The tray is meant to mimic the juvenile lobsters’ natural nursery habitat, attracting them as they abandon their free-floating planktonic state to settle in among the rocks. The design also meant the tray could be set and retrieved using a standard lobster pot hauler.

By the end of the settlement season in mid-October of 2005, the team determined that young lobsters settled as readily in the collector trays as they did in their natural nursery habitat.

How deep?

Building on the collector tray’s success, Parkhurst, Wahle, and Wilson won support from the consortium for a two-year project they began in 2007 to expand the team and the project’s geographic scope.

The focus was on the original question: How deep do young lobsters settle?

Last summer, with the added help of lobstermen Norbert Liemeux of Cutler and Skip O’Leary of Wakefield, RI, the team deployed 300 collectors to push the project into new territory.

The collector trays were set in three contrasting ocean environments along the New England coast – eastern Maine, Midcoast Maine, and Rhode Island – representing the central and eastern Gulf of Maine and the Southern New England shelf.

The eastern Gulf of Maine is strongly influenced by tidal mixing in the Bay of Fundy, so the water column is uniformly cool from surface to bottom.

The central Gulf of Maine and the Southern New England shelf stratify during the summer with surface waters warming while bottom temperatures remain very cold.

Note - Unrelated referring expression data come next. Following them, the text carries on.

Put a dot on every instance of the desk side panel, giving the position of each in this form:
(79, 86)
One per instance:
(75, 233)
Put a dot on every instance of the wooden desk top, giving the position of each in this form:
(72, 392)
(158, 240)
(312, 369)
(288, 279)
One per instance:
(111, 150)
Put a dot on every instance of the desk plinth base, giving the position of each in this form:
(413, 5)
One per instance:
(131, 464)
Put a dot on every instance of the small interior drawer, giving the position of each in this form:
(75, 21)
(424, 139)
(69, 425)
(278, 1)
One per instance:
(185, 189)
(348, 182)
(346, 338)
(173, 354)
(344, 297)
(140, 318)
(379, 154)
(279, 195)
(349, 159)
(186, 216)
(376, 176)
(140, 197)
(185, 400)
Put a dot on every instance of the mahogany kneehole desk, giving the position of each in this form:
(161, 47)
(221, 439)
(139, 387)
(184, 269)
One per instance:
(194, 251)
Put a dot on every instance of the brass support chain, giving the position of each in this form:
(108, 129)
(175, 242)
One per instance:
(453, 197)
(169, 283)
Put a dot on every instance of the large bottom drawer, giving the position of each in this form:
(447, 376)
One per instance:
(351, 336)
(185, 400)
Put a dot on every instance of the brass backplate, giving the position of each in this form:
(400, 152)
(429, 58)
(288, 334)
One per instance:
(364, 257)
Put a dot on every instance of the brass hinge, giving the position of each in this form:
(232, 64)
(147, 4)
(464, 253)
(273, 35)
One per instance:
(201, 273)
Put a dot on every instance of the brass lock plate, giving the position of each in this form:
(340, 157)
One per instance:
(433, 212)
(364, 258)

Rhode Island’s surface temperatures can warm dramatically during the summer, enough to reach near tropical conditions.

Early results

At the end of the settlement season in mid-October, the trays were hauled to the surface.

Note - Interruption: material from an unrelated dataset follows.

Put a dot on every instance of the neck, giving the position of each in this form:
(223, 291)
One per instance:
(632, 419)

“In places that are thermally stratified during the summer, we had much higher settlement in shallower water, although we still detected some settlement in over 70 meters of water,” Wahle said.

“But while young-of-the year densities were dramatically higher in shallow zones on Maine’s Midcoast, they were uniform from shallow to deep in eastern Maine,” he added.

The emerging findings, which suggest that lobster settlement mimics the thermal structure of the water column, are the first of their kind.

Growing interest

The project has generated considerable interest among researchers from New York to Norway, motivating a number of groups across the Northeast US and eastern Canada to participate in the study in 2007 and 2008.

The expanded interest effectively more than doubled the efforts of Wahle and his colleagues, as other researchers deployed some 400 additional collector trays in waters from Buzzards Bay, MA to Bonavista Bay, Newfoundland.

While the official numbers were still coming in early in January, Wahle’s group anticipated obtaining an unprecedented record of young-of-the-year lobster settlement.

The broadened geographic coverage is “an exciting opportunity to gather critical data and collaborate with the industry at the same time,” said Wahle.

While the diver-based method will continue to provide “dependable data on the pulse of baby lobsters entering the population each year,” Wahle said, the postlarval collector trays have “opened a window on a new aspect of this elusive segment of the lobster life cycle.”